I’ve been thinking a lot about writer’s voice lately, and realized that our writing voice can be compared to an opera diva’s voice. When she first begins to sing, the diva sings naturally, like anyone else, though her gift for singing may soon become apparent. Many people have lovely voices, perhaps even the potential to become divas, but the vast majority of them are content to simply sing for worship or pleasure, and their tunes touch the hearts of all who hear.
In contrast, the diva spends years studying, practicing, and learning new ways of projecting and using her voice. Its glory eventually thrills audiences. But all the training and coaching serves only to remove rough edges and distractions from her voice, allowing her truest, purest sounds to emerge. She still sounds like herself — her best, most polished self.
Lifestory writers may go through a similar process. We all begin by jotting down simple stories or letters, some with more natural polish than others. Most people who are primarily interested in leaving a written record of their lives for their families will be content with single drafts or simple edits, and their families will be thrilled with their efforts.

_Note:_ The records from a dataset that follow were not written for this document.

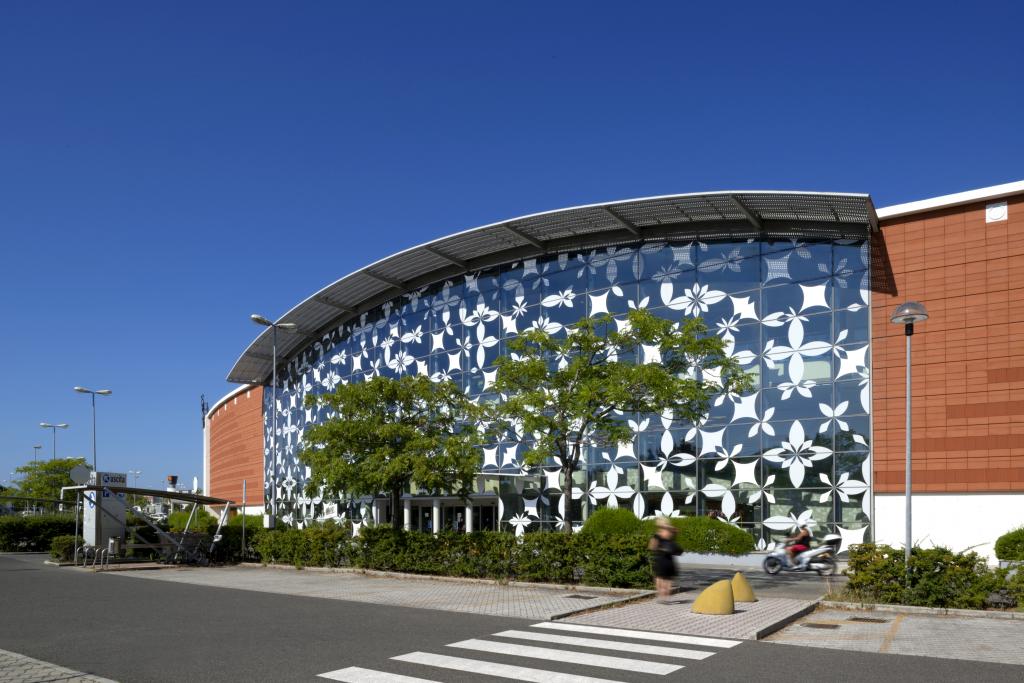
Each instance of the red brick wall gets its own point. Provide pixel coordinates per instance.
(968, 358)
(237, 447)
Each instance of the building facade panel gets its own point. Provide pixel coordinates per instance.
(968, 357)
(236, 447)
(795, 313)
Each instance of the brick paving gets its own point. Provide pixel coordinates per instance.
(937, 636)
(475, 597)
(19, 669)
(749, 622)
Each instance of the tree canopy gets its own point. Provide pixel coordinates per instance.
(44, 478)
(384, 434)
(561, 394)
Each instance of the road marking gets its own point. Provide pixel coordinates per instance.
(887, 642)
(358, 675)
(638, 635)
(567, 656)
(496, 670)
(635, 648)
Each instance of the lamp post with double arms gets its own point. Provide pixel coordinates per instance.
(906, 314)
(47, 425)
(289, 327)
(101, 392)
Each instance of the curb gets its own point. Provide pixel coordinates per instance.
(763, 633)
(931, 611)
(604, 605)
(457, 580)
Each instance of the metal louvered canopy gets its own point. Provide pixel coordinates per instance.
(706, 215)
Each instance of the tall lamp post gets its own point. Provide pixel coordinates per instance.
(259, 319)
(101, 392)
(906, 314)
(47, 425)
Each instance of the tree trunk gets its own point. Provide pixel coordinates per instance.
(396, 516)
(567, 516)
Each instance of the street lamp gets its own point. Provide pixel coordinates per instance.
(47, 425)
(101, 392)
(906, 314)
(290, 327)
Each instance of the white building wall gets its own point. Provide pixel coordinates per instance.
(957, 521)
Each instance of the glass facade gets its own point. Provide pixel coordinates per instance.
(795, 313)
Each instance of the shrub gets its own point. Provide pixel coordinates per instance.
(33, 534)
(1010, 546)
(613, 521)
(621, 561)
(709, 536)
(938, 577)
(62, 547)
(323, 545)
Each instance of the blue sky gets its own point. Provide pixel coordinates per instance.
(167, 169)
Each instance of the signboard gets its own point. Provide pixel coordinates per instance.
(103, 512)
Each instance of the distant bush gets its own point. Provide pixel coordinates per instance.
(612, 521)
(938, 577)
(34, 532)
(709, 537)
(1010, 546)
(62, 547)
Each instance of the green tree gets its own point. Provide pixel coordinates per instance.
(387, 433)
(564, 393)
(44, 478)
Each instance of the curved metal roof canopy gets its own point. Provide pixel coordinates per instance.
(706, 215)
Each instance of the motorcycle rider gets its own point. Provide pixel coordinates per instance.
(798, 543)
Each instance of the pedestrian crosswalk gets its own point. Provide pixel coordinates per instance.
(621, 650)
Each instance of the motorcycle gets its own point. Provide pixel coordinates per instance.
(820, 559)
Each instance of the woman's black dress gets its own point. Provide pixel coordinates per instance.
(662, 559)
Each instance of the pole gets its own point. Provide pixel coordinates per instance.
(243, 519)
(273, 434)
(908, 331)
(93, 432)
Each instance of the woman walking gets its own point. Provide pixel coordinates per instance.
(664, 549)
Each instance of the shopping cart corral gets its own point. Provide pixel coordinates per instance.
(102, 510)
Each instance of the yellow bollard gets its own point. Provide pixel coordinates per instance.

Some of us desire to hone our craft. We read, study, and practice new ways of presenting those stories to polish our technique. Years later, our words may flow like silk ribbons along the page, but our stories will still sound like we wrote them. We may avoid grammatical errors and distractions, and include more colorful descriptions, but they are still our stories, told the way only we can tell them. The longer we write, the more consistent and recognizable this voice becomes.
I know my friend did not intend to pass this story off as her own work, but even if she had, I would not have been fooled, because I know her voice.
Beyond the matter of writer’s voice, this story raises a couple of points about sharing stories by e-mail:
- Sharing stories via e-mail is lots of fun, and an easy way to delight your family and friends. Pasting them into the body of the e-mail is fine, though they will be easier to save for posterity if you attach them as a document.Be sure to include a title, and be extra sure to include your name. I encourage you to enter your name as Copyright 2007, Your Name, or © 2007, Your Name.
- It’s fine to forward those cute anonymous stories that are caught in endless e-mail loops. But as a writer, you need to take extra care to make it clear you did not write the story yourself, or you may confuse people. My friend was in a hurry, and hit forward without adding a personal note or any sort of explanation. Simply listing “Author Unknown” at the bottom would removed any doubt.
I’ll be thrilled if someone eventually forwards one of my stories back to me from cyberspace, and I hope when that happens, my name is still attached. But if it isn’t, by that time I hope half the world will recognize the sound of my voice on paper.